The following system requirements help better fulfill DW needs.

Performance

High Write Throughput = Ability to load a maximal amount of data in a minimal amount of time.
Low Read Latency = Ability to select and output data in a minimal amount of time.
High Read/Write Concurency = Ability to let multiple user workloads (both manual and service driven) operate at the same time.

Scalability

Isolated Domain Resources = Ability to serve different departments or tenants
Unlimited Disk Space = Ability to store historical data and automatically add storage volumes before capacity is reached
Parallelized Computing Operations = Abibility to treat any item of a queue as "urgent"

Observability

USE metrics = Ability to report on resource usage
Logs = Ability to report on operational activities
Audits = Ability to report on user/service access

Access

Fine-grained RBAC = Ability to reduce access to what is really needed or allowed
SQL Interface = Ability to interact with the system via a human-friendly language
API = Ability for an application to interact with the system

A Data Warehouse-as-a-Service (DWaaS) aka. Cloud DW is a kind of DW that provides an abstraction service layer on top of separate storage and compute resources. In 2005, the academic paper and implementation C-Store initiated the concept of columnar Data Warehouse that made OnLine Analytical Processing (OLAP) reach the next level of performance level.
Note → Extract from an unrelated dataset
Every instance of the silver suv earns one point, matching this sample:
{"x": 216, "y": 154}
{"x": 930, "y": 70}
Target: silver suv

Teradata, Google BigQuery, Amazon Redshift (formerly ParAccel) and Azure SQL DW tackled with Massively Parallel Processing (MPP) aka. the "shared-nothing" architecture. With this approach, the data is partitioned across a cluster of independent SMP nodes, so that multiple workloads can be run in parallel and reach maximal performance within their own partition. Still this configuration is very difficult to setup, use and tune at a minimal cost, so that it often doesn't performs as it actually should.

What is Snowflake

In 2014, three Database Architects (formerly working at Oracle and others) founded Snowflake Inc. and created a product named Snowflake after their passion for winter sports. The new proprietary DW solution was build completely from scratch and especially designed from the ground up for the Cloud. In addition to its amazing performance, it offered a much better User Experience (UX) than the competition, and was ultimately suitable for any size of business. As stated at the beginning of this post, this great example reminds the benefit of focusing on the outcome rather than on the results.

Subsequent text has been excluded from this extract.